Assalto al bancomat: arrestati due uomini, è caccia al terzo complice

Le indagini dei Carabinieri di Pesaro-Urbino

Era piena notte quel 21 settembre dello scorso anno, quando il fragoroso boato che sconquassò lo sportello ATM dell’Istituto di credito “Riviera Banca” di Gradara e provocò ingenti danni in tutti i locali della filiale bancaria, venne distintamente udito in tutta la via e quartieri limitrofi, con indubbio allarme sociale, a riprova delle notevoli potenzialità dell’esplosivo utilizzato per il colpo, che costò alle casse dell’Istituto decine di migliaia di euro di ammanco. A distanza di quasi un anno, le certosine, articolate e complesse indagini condotte dai Carabinieri del Comando Provinciale di Pesaro-Urbino hanno permesso di fare piena luce sulle responsabilità del grave delitto predatorio.

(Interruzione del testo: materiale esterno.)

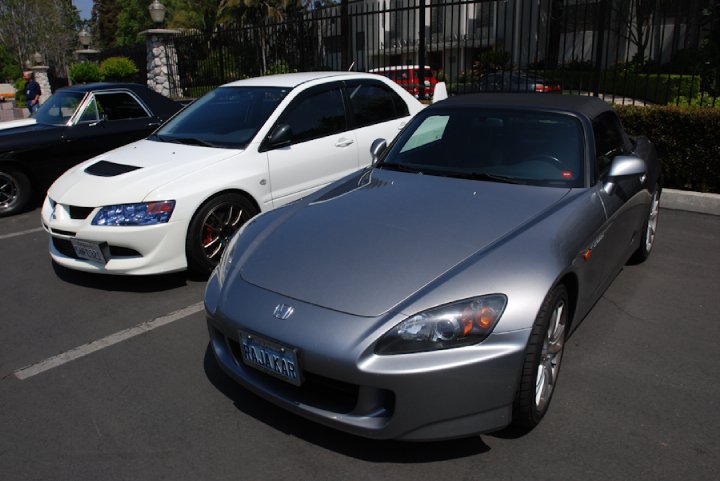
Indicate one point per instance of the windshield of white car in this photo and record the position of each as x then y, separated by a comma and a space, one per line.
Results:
227, 117
512, 146
58, 109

Sin dalle prime battute, fondamentale si è rivelato il dispositivo di prevenzione e di “reazione rapida” che scatta in consimili circostanze – rapine e più gravi delitti contro il patrimonio – su apposito piano di risposta disposto dal Comandante Provinciale dei Carabinieri, Col. Luciano Ricciardi, che ha permesso di braccare sin da subito i rei fuggitivi e di individuare appena a qualche ora di distanza, la macchina utilizzata per il colpo e diverso materiale indiziario, tra cui parte degli artifizi esplodenti utilizzati per il confezionamento dell’ordigno artigianale denominato “marmotta”, sempre più utilizzato in alternativa al gas acetilene, in queste situazioni delittuose, ma decisamente più pericoloso visti anche gli effetti.

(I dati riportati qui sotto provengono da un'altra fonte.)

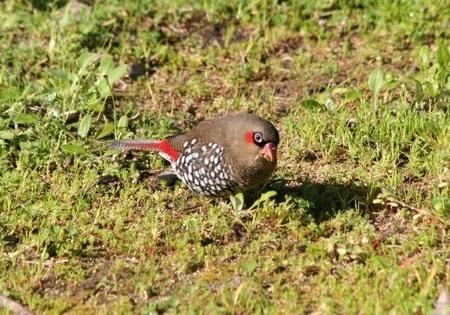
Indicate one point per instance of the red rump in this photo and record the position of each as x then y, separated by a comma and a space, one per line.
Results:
165, 147
162, 146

Da lì, grazie ai rilievi tecnico-descrittivi effettuati ed alla sinergia collaborativa con l’Arma del luogo, Stazione di Gabicce, e della Provincia di Foggia, luogo di provenienza della “banda” composta da tre elementi, è partito il protratto e complesso iter investigativo, durato diversi mesi con attività svolte sia “sul campo” con prolungati servizi di o.c.p. (osservazione, controllo e pedinamento) e riscontro, che con gli strumenti tecnico-scientifici a servizio della Polizia Giudiziaria, che ha permesso agli uomini dell’Arma di denunciare due pregiudicati provenienti da Orta Nova (Foggia), P.A. di 35 anni e C.P. di 32 anni, entrambi già gravati da significativi pregiudizi di polizia e di cui venivano chiaramente acclarate le specifiche responsabilità.

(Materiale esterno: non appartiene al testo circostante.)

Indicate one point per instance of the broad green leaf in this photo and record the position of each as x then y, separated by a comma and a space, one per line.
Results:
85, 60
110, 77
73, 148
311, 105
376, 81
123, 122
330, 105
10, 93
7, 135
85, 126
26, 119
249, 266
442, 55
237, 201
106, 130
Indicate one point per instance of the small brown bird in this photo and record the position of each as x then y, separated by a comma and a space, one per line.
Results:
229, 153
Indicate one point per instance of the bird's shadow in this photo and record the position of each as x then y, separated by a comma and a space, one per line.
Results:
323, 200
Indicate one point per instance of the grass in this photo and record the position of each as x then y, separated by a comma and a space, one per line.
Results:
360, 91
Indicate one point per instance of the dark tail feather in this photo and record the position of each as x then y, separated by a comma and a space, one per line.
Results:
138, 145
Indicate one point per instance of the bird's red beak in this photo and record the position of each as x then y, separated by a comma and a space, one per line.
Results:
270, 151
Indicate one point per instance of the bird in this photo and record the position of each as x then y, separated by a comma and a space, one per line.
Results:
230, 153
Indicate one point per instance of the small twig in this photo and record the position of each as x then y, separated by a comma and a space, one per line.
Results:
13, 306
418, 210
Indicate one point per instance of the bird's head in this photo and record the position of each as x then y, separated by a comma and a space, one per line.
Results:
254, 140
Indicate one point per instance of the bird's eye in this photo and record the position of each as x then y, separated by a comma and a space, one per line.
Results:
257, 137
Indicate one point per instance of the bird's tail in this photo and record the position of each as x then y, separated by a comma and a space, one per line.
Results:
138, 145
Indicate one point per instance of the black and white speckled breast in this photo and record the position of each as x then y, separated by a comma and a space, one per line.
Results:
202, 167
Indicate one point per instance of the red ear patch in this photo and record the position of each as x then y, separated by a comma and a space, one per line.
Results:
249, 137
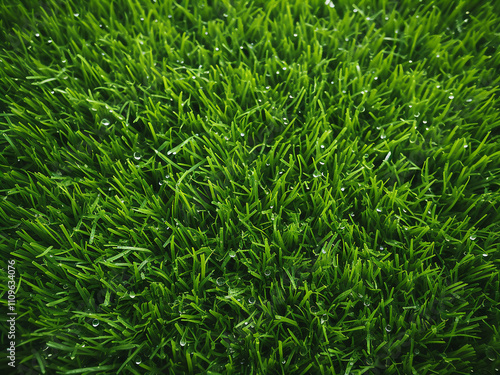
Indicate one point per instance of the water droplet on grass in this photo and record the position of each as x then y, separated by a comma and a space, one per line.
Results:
491, 354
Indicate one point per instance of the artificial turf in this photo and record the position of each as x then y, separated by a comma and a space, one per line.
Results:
251, 187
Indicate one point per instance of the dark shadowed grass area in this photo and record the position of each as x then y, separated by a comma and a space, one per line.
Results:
250, 187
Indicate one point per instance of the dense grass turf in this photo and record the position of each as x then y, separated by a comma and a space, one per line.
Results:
283, 187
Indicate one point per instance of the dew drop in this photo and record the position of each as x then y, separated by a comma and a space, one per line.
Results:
324, 318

L’impianto accusatorio è stato pienamente condiviso dall’Autorità Giudiziaria di riferimento, che concedeva nei giorni scorsi due misure cautelari restrittive di Custodia Cautelare in Carcere a blindare il quadro indiziario acquisito sul conto dei due rei, misure eseguite nella nottata e mattinata odierna, dopo un intensa attività di rintraccio eseguita nella provincia di Foggia, in particolare di uno dei due. I due arrestati, in esecuzione dei citati Provvedimenti Giudiziari, sono attualmente reclusi presso il Carcere di Foggia.

Sono tuttora in corso le attività di indagine per risalire anche alla compiuta identificazione e conseguente denuncia penale del terzo complice.